Guide To Automated Warehouse Systems
What Is Warehouse Automation?
Moving inventory into, within and out of warehouses and then delivering to customers with little-to-no human assistance is referred to as warehouse automation. Businesses that implement an automated warehouse system into their operations can neutralize labor-intensive assignments that involve manual data entry and analysis, as well as repetitive physical work.
A real-world example of automation in action is when a warehouse employee loads an autonomous mobile robot with heavy and cumbersome packages. The robot then moves the inventory from one end of the warehouse to the other, with the inventory’s final destination being the shipping zone.
During the transport of inventory, software records the movement of the supplies, keeping all records current. Consequently, the utilization of these robots helps to improve the speed, reliability, accuracy and frequency of this task.
An automated warehouse begins with a warehouse management system (WMS), data collection and inventory control. Despite having considerable upfront costs, the immediate and long-term benefits are well worth it.
By incorporating robotics and artificial intelligence (AI) integration onto the warehouse floor, you’ll reduce human error and improve overall operations. The incredible benefits and exciting future of warehouse automation know no bounds.
Automated Warehouse Systems
An automated warehouse system or automated storage and retrieval system (AS/RS) is a GTP technology that uses vehicles, carousels and cranes to efficiently move inventory throughout the warehouse to warehouse storage locations.
One of the oldest automated warehouse technologies is conveyor systems. Simply put, conveyors move materials along assembly lines to different work stations such as sorting areas, packaging areas and shipping areas.
Voice Picking and Voice Tasking
This automated warehouse system requires employees known as pickers to use wireless headsets to communicate with taskers in order to coordinate picking tasks and movements. Voice picking infuses communication technology into a warehouse order picker’s routine.
This system utilizes barcodes and LED lights to help employees locate the necessary items to fulfill orders. Pick-to-light systems lessen human exertion by decreasing walking time and increasing productivity by helping to locate items faster.
This automated warehouse system can access the correct locations and the proper bins using different technologies that identify and separate items, directing them to pick zones, packing stations or returns processing.
Typically drones are used for inventory management.
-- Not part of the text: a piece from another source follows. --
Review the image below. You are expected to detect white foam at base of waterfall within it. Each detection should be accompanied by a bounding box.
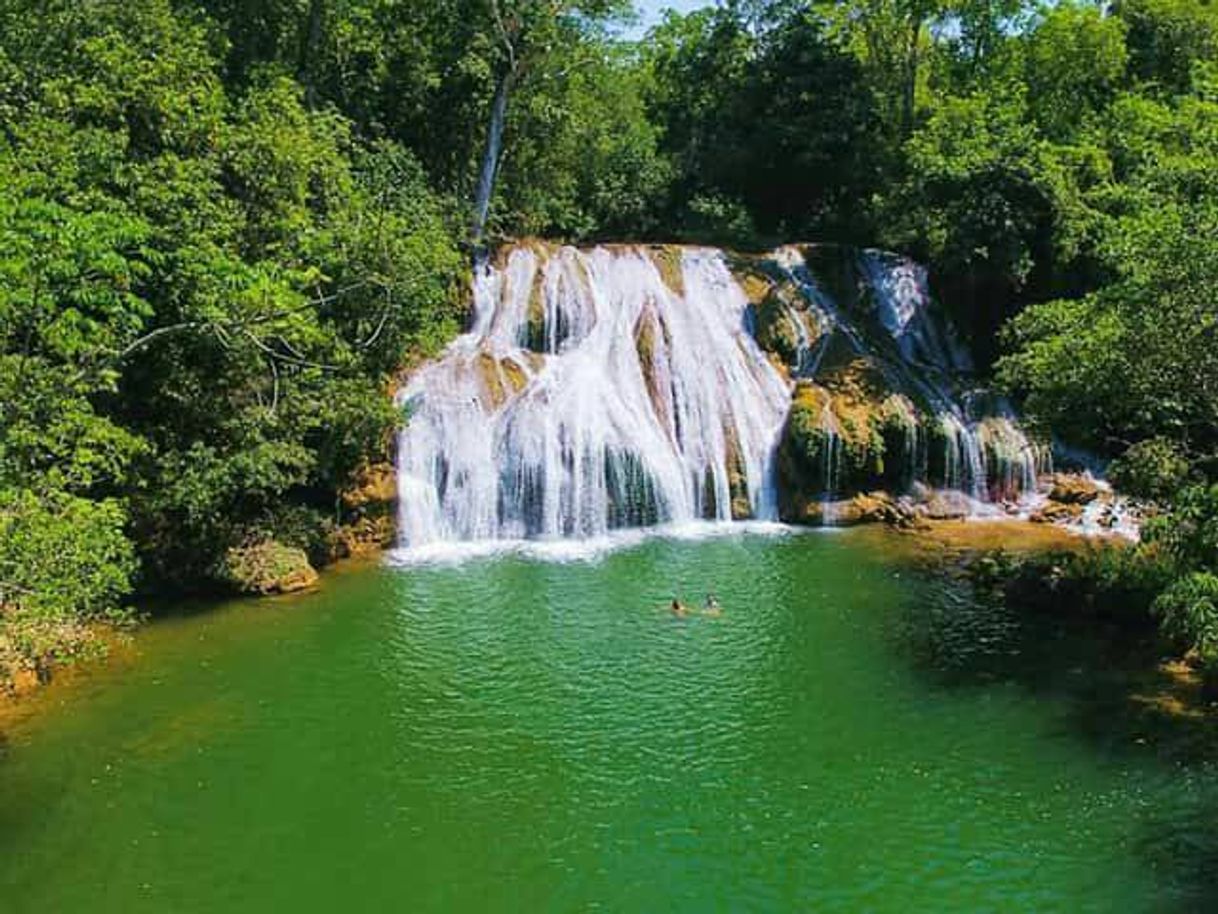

They’re equipped with barcode scanners to make inventory counts and alert the staff when items need to be restocked or are stored in the wrong location.
Collaborative Mobile Robots
These robots work side by side with humans to improve productivity and picking accuracy while guiding workers through the picking process.
Automated distribution includes all systems in place to create increased efficiency within a warehouse related to distribution.
Mobile devices can be used to capture data from your warehouse receiving area quickly. Integrated software captures, processes and stores essential data that influences downstream and upstream automated workflows.
When dealing with returns, automated sorting systems in conjunction with equipment such as conveyors can automate the return process procedure. The system can sort products to return to stock shelves or put them away in storage areas.
Putaway is the process of moving products from receiving to storage. Physical and digital warehouse process automation makes putaway more accurate and efficient. The automation can also help facilitate cross-docking.
Picking, when done manually, is the most expensive warehouse activity by far. Did you know that warehouse travel time accounts for as much as 50 percent of all working hours? GTP systems and autonomous mobile robots markedly increase the efficiency and speed of moving inventory.
When you sort and consolidate warehouse inventory, it can be cumbersome, confusing and time-consuming. Fortunately, the automated sortation and AS/RS systems significantly improve quality control and inventory accuracy.
Automated inventory tracking triggers an automatic order request when an inventory item reaches a specific par level and flags it for approval. Automated replenishment helps prevent overstocking costs and inventory loss due to stealing or spoilage.
The environmental ramifications for using packaging materials can be compounded when done without precision. Automated packing and cartonization systems use precise algorithms to determine the best way to package material with minimum waste.
Automated shipping systems are comprehensively helpful with the use of printers, dimension sensors, scales, conveyors and software applications to choose available carriers. Additionally, the system estimates shipping rates and places labels onto packages for shipment.
What Are the Current Warehouse Automation Trends?
Here are the current automation trends that are beginning to surface in warehousing worldwide in an attempt to keep up with technological advances and growing demand.
Widespread Use of Robots
Robots cover their cost in about three to nine months; even small businesses with minimal budgets can invest in robots.
Mobile Robots AGV/AMR
Automated guided vehicles (AGVs) and autonomous mobile robots (AMRs) are scalable and do not need two variations to the existing floor plan or the infrastructure of the warehouse.
Useful for shipping, delivery and scanning barcodes and RFID tags efficiently, operating in hard-to-reach locations.
Cobots are specially designed to work with humans. Currently, cobots account for less than 5 percent of the robotics market, which is poised to rise to 30.2 percent in the coming years.